Hajja Umm Mahmoud, a prisoner who was released after spending more than a year and a half at the women’s prison in Raqqa, says the facility held a large number of women and children on various charges, some of them due to their relatives' alleged involvement with Syrian opposition forces.
Mahmoud herself had been sentenced to five years in prison on the charges of "contacting and receiving funding from fighters working for Turkey". She had been accused of contacting her sons, who are alleged to have been working within the ranks of opposition members.
The prisoner explained that forces detained children, if they were found to have "no breadwinners for them outside prison". Several of the children had "spent years inside detention centres, without receiving adequate care or education".
Activists have also raised the cases of a number of detainees who appear to have lost all recollection of their names and families, appealing to Syrians to identify them - a similar situation to when rebel groups freed Assad regime detention facilities.
According to the ceasefire agreement reached between the Syrian government and the Kurdish-led SDF, the administration of institutions such as prisons and camps would be transferred to branches of the Syrian state, while maintaining a limited level of local governance.

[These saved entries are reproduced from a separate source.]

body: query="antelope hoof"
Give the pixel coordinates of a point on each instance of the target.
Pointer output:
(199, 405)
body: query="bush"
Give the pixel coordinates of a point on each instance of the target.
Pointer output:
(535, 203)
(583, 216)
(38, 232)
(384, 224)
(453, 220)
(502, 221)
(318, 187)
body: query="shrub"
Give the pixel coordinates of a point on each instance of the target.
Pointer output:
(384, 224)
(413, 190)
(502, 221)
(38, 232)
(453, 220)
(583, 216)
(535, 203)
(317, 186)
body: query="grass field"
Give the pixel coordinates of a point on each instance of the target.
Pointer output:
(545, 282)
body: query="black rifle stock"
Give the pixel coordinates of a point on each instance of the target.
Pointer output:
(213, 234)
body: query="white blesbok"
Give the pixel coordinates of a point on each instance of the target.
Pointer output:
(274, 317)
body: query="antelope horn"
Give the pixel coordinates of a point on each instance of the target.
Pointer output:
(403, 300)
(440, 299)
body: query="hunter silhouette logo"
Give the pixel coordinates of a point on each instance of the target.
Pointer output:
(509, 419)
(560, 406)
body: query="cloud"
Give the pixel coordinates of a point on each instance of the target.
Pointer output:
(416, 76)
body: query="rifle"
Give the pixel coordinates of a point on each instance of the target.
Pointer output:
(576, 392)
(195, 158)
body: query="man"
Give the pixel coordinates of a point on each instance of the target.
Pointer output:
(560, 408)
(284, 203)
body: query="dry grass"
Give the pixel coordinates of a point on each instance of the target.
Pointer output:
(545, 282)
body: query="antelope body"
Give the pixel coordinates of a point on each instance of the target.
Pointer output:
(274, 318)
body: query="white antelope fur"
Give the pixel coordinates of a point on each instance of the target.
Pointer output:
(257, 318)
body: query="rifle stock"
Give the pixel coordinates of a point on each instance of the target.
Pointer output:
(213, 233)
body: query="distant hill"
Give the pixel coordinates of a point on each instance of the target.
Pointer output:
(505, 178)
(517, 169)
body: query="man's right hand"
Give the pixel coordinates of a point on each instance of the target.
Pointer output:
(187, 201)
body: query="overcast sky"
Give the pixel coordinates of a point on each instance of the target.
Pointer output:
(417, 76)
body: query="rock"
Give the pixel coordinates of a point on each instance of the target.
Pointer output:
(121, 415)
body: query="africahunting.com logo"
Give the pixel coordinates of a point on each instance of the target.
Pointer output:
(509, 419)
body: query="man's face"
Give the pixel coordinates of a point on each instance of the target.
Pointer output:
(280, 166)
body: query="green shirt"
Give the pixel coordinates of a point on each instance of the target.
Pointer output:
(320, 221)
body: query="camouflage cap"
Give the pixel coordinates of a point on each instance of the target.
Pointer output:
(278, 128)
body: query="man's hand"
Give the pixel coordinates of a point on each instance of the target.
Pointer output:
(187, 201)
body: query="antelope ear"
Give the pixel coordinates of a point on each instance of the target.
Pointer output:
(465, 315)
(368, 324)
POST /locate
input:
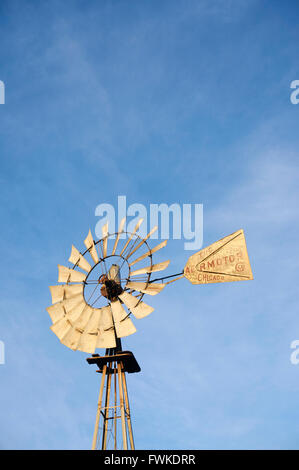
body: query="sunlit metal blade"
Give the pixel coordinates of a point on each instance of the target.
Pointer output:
(69, 275)
(120, 229)
(151, 289)
(61, 327)
(151, 269)
(79, 260)
(139, 309)
(132, 234)
(105, 239)
(65, 291)
(224, 261)
(90, 245)
(153, 250)
(71, 338)
(142, 241)
(123, 325)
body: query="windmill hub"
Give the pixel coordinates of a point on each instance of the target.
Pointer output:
(110, 288)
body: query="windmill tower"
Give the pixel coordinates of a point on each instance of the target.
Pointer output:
(98, 295)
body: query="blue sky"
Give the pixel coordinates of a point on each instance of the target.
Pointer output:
(174, 102)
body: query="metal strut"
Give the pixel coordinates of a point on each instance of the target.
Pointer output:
(113, 418)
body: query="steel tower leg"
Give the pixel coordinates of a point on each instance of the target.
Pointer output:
(113, 419)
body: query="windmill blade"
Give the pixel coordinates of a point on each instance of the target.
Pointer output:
(131, 236)
(61, 292)
(88, 339)
(78, 259)
(138, 308)
(61, 327)
(150, 252)
(106, 335)
(90, 245)
(72, 302)
(120, 230)
(151, 289)
(151, 269)
(105, 239)
(69, 275)
(80, 319)
(68, 309)
(142, 241)
(224, 261)
(123, 325)
(71, 338)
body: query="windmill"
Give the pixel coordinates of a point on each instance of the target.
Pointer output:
(97, 297)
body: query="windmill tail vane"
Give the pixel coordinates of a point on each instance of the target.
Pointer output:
(96, 299)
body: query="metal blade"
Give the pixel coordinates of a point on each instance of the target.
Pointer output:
(123, 325)
(106, 335)
(153, 250)
(151, 289)
(143, 241)
(139, 309)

The footage released of the prisons has prompted widespread debate online, with many social media users drawing parallels between the scenes of detainees released from prisons previously managed by the SDF and the moment when scores were freed from Syria's notorious Sednaya prison under the ousted Bashar al-Assad regime.
Following the lightning offensive by HTS-led forces in December last year, thousands of children and women were freed from regime-held facilities, shedding light on the abuses, inhumane torture methods, and mass executions that took place during the Assad regime.
Newly emerging testimonies from prisoners like Mahmoud are also now raising questions among residents of Raqqa over the conditions of those held by the SDF during their near-decade-long control of Raqqa.